Le jeune homme relève le nez et aperçoit Pedro qui le contemple en souriant.

           - Je t’ai vu arriver de l’autre bout de la rue mais tu fixais le sol avec tant d’obstination que ça m’a intrigué.  Qu'est-ce qui se passe ?

           - C’est Gelmirez, lance Sebastian, boudeur. Son palais est terminé.

           - Et alors ?

           - Alors ? Il veut fêter ça en invitant ses compagnons à un bon repas. Et tu sais qui ? Don José et sa bande avec en plus un certain Pizarre, une autre crapule comme lui.

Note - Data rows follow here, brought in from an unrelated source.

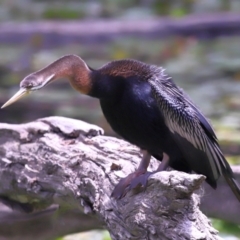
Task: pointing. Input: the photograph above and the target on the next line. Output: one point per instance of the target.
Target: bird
(145, 107)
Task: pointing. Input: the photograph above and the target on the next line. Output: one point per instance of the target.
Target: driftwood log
(57, 175)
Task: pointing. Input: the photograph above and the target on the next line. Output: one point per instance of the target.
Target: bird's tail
(229, 177)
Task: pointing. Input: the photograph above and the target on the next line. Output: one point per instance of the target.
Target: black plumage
(144, 106)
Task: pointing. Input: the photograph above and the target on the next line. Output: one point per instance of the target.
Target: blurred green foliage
(226, 227)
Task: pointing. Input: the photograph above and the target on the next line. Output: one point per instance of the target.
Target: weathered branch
(63, 171)
(55, 32)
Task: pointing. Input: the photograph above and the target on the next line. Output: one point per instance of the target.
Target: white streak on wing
(181, 118)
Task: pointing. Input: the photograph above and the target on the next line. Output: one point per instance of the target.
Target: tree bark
(57, 175)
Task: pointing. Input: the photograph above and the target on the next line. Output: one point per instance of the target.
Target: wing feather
(183, 118)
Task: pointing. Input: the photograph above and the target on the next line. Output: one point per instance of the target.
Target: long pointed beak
(21, 93)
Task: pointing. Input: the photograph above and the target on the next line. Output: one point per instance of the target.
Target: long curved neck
(71, 67)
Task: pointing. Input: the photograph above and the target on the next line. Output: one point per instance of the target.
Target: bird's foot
(130, 182)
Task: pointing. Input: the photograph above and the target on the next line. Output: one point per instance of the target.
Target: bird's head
(70, 66)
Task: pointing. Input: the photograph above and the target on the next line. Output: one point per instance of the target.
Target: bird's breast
(134, 115)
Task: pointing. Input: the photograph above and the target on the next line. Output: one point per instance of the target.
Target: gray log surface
(57, 175)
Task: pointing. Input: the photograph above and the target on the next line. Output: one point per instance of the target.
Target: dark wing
(191, 131)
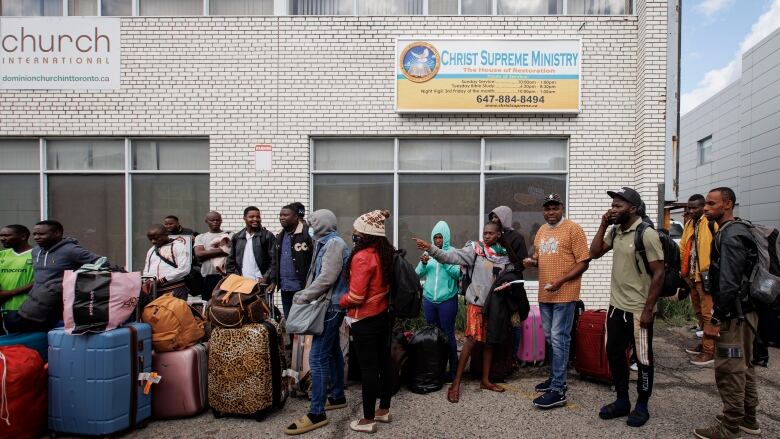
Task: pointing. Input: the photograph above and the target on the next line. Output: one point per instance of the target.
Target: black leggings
(623, 331)
(372, 343)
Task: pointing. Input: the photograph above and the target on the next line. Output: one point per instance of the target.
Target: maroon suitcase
(591, 351)
(183, 389)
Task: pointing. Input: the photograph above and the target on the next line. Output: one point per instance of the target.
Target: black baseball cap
(627, 194)
(552, 199)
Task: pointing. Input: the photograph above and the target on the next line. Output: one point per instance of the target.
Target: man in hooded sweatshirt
(440, 302)
(502, 217)
(54, 254)
(326, 361)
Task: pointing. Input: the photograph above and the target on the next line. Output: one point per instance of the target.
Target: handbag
(236, 301)
(308, 318)
(96, 299)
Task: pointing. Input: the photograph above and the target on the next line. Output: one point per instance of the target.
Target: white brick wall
(280, 80)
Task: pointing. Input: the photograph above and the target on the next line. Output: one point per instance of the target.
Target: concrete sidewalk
(684, 398)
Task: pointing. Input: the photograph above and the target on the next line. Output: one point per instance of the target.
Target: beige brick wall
(280, 80)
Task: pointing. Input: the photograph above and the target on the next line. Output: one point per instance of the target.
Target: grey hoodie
(44, 302)
(328, 260)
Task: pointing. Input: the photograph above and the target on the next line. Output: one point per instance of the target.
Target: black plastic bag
(428, 353)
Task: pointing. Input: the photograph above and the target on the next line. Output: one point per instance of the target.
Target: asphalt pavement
(684, 397)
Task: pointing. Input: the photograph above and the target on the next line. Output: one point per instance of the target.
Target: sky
(715, 33)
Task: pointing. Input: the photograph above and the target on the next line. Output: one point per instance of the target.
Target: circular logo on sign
(420, 62)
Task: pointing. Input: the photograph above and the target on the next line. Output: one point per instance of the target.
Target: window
(87, 182)
(705, 150)
(170, 7)
(599, 7)
(322, 7)
(241, 7)
(31, 8)
(20, 179)
(457, 180)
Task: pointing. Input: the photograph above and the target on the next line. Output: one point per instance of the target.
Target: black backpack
(673, 283)
(406, 291)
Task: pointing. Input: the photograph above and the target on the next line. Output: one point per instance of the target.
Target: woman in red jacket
(370, 270)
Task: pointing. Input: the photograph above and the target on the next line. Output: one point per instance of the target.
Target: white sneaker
(363, 428)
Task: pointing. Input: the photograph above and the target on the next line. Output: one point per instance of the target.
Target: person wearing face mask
(484, 260)
(326, 361)
(634, 292)
(440, 292)
(370, 271)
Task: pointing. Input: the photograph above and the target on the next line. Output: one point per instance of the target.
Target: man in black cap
(634, 290)
(562, 255)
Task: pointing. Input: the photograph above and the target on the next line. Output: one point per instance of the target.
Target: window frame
(43, 172)
(284, 8)
(482, 171)
(700, 150)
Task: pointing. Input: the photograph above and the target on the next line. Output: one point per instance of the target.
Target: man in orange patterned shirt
(562, 254)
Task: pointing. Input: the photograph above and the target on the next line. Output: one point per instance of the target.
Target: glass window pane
(241, 7)
(31, 8)
(322, 7)
(476, 7)
(523, 194)
(171, 7)
(156, 196)
(85, 154)
(529, 7)
(350, 196)
(92, 210)
(171, 154)
(424, 200)
(116, 8)
(525, 154)
(82, 7)
(20, 199)
(390, 7)
(439, 154)
(19, 155)
(442, 7)
(599, 7)
(353, 154)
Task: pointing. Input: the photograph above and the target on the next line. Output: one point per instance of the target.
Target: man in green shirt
(634, 291)
(16, 268)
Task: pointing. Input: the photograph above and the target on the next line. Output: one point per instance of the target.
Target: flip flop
(453, 395)
(304, 425)
(492, 388)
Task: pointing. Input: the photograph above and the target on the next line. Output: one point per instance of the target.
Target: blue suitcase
(93, 380)
(33, 340)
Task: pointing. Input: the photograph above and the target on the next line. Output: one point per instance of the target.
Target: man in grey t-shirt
(212, 249)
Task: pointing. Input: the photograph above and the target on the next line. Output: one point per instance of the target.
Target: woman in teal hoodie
(440, 303)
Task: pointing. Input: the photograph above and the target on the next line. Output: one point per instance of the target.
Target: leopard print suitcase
(245, 370)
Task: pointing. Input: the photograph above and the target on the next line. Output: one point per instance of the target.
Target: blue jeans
(326, 362)
(442, 315)
(557, 319)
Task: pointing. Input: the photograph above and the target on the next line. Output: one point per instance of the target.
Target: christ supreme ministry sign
(487, 75)
(60, 53)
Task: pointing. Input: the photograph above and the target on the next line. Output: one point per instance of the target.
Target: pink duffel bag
(97, 300)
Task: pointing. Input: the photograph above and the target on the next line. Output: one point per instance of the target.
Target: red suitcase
(183, 389)
(23, 398)
(591, 355)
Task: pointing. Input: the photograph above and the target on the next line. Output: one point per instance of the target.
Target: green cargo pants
(735, 375)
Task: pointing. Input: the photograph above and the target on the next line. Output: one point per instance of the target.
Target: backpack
(175, 324)
(406, 291)
(673, 283)
(764, 279)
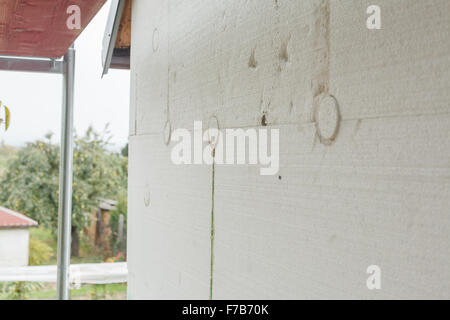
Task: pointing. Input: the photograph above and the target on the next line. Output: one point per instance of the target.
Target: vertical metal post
(65, 177)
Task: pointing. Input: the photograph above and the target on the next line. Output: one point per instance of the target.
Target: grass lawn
(85, 292)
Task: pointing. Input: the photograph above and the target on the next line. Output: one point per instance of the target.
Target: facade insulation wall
(378, 195)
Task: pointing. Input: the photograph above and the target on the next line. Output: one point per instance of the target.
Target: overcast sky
(35, 99)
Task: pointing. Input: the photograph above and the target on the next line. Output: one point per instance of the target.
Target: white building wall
(14, 247)
(380, 194)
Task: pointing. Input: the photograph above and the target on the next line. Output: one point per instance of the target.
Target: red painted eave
(38, 28)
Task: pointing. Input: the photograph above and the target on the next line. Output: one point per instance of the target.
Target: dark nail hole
(264, 120)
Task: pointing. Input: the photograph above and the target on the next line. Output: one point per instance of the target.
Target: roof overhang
(117, 38)
(38, 28)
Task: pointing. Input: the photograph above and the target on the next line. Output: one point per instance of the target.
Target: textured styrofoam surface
(380, 194)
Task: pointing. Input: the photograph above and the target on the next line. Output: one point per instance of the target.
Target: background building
(14, 237)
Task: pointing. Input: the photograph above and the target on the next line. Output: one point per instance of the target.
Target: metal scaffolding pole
(65, 176)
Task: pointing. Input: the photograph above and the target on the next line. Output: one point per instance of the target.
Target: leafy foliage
(30, 182)
(40, 252)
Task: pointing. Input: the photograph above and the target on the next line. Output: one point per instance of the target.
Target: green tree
(30, 182)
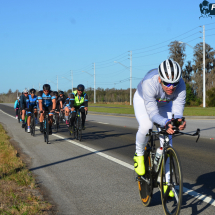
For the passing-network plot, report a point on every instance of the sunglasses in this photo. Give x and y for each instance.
(169, 84)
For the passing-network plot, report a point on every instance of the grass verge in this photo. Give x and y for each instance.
(127, 109)
(18, 194)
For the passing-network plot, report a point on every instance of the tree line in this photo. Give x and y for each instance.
(192, 73)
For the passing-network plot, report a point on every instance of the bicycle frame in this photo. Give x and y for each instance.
(166, 145)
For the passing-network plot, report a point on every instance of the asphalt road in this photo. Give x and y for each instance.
(85, 177)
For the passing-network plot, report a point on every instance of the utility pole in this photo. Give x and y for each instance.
(72, 79)
(130, 77)
(204, 92)
(94, 83)
(57, 83)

Alors ils mangeront sans moi ! S’il s’imagine que je vais servir de tels bouchers !

Pedro réfléchit un instant.

           - Je comprends ta réaction, déclare-t- il lentement, mais tu n’as peut -être pas choisi la meilleure solution.

           - Comment, pas choisi la meilleure solution ? s’insurge Sebastian. Tu veux que je fréquente de telles ordures ? Ca m’étonne de toi, Topiltzin ! On ne les a pas assez vus peut-être ?

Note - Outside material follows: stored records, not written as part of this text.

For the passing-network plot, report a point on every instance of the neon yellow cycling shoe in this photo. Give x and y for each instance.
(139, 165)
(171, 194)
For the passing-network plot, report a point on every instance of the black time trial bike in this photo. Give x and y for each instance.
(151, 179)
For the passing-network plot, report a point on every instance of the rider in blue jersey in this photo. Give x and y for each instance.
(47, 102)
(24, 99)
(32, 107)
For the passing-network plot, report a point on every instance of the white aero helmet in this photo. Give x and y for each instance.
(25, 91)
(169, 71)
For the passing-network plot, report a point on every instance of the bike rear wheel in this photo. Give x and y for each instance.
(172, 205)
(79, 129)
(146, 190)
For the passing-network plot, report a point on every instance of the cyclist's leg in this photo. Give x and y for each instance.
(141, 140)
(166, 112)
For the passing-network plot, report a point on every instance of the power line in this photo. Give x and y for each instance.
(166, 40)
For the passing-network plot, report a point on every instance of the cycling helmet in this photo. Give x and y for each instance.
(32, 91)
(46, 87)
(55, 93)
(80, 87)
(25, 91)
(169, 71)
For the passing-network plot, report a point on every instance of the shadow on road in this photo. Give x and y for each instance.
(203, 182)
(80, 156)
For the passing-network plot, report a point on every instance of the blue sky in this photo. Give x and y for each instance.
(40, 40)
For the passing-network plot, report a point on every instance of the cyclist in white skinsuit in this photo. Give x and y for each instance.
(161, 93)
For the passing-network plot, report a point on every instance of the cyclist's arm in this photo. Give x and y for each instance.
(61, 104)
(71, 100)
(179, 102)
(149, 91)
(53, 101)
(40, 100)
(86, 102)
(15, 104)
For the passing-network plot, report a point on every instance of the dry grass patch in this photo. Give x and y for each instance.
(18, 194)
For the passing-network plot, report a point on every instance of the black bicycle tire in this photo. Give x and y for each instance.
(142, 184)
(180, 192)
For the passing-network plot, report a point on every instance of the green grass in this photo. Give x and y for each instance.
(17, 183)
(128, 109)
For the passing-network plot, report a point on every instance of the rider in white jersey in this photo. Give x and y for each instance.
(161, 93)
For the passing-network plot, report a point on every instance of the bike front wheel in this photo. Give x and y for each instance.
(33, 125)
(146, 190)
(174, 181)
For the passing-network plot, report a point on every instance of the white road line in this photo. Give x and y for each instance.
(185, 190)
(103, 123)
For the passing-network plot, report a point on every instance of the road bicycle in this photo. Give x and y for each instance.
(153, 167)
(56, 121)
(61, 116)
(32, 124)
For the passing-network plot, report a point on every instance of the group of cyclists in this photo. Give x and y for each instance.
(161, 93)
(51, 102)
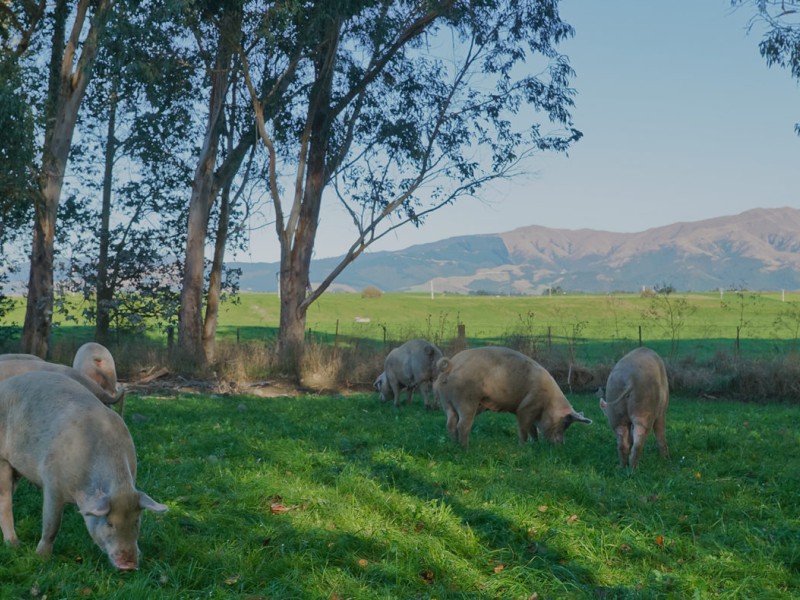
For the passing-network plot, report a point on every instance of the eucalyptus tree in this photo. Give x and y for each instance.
(396, 109)
(780, 44)
(42, 29)
(133, 160)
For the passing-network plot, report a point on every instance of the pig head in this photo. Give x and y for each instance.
(503, 380)
(54, 433)
(635, 402)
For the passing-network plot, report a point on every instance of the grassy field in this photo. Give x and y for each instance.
(582, 325)
(345, 497)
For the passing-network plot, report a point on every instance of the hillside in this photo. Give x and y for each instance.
(757, 249)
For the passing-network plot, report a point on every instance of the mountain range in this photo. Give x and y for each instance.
(758, 249)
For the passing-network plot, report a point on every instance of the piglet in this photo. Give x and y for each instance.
(55, 434)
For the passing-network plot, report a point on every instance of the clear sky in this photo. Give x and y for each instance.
(682, 121)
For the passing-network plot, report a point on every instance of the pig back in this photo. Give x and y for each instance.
(500, 374)
(53, 428)
(637, 386)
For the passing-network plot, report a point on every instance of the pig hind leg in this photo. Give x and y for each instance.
(639, 436)
(52, 510)
(660, 429)
(6, 511)
(623, 443)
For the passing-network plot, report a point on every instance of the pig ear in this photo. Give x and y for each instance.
(97, 506)
(574, 417)
(148, 503)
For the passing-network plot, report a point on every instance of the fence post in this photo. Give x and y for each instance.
(336, 339)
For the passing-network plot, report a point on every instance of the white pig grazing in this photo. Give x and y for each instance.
(10, 368)
(410, 366)
(55, 434)
(502, 380)
(636, 399)
(95, 361)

           - Peut - être pas.

           - Alors là, je ne te suis pas du tout.

           - C’est pourtant simple. Au cours d’un tel repas, la bonne chère et les vins aidant, les langues se délient et on en apprend souvent bien plus en une heure qu’en toute une année. S’ils ressassent leurs souvenirs de guerre, nous apprendrons peut-être des détails sur la mort de Cuauhtemoc et la fin de Tenochtitlan. Nous n’avons jamais su le fin mot de l’histoire, tu le sais bien. Il y a encore beaucoup de zones d’ombre et bien des points que j’aimerais éclaircir.

           - Tu as peut-être raison, concède Sebastian.

           - Et puis ce Pizarre m’inquiète. J’en ai déjà entendu parler. C’est une brute sans foi ni loi qui veut repartir chez nous et s’attaquer à l’empire inca. Si seulement il pouvait ne jamais quitter l’Espagne... Plus nous en saurons et mieux cela vaudra...

           - Vu. Alors, je me soumets comme un bon petit valet que je suis, je sers à table et j’ouvre mes grandes oreilles.

           - C’est merveille de discuter avec toi, affirme Pedro avec un petit sourire en coin.

A son tour Sebastian réfléchit un instant.

           - Le tout, ça va être de faire passer mon revirement... Bah, je n’en suis plus à un caprice et à un mensonge près !

Pedro hoche la tête, amusé.

           - Tu sais que parfois j’en viens presque à plaindre Gelmirez ?

           - Et bien quoi, je l’aide à faire son salut, non ? En tout cas, c’est-ce qu’il me répète. Parait qu’avec moi il n’aura pas besoin de Purgatoire ! Je ne sais pas trop ce que c’est mais il a un air tellement convaincu ...

Les deux amis se séparent rapidement et, tandis que Sebastian retourne très lentement vers le palais, Pedro se dirige d’un pas décidé vers le Zocodover. Soudain, il avise Diego, nonchalamment appuyé contre un mur. Tout près de lui, deux hommes sont en grande conversation et le plus âgé d’entre eux ne s’aperçoit pas que le brigand est en train de lui soutirer sa bourse en douceur. Pedro attend patiemment que l’affaire soit faite et que les deux hommes se soient éloignés et rejoint son ami.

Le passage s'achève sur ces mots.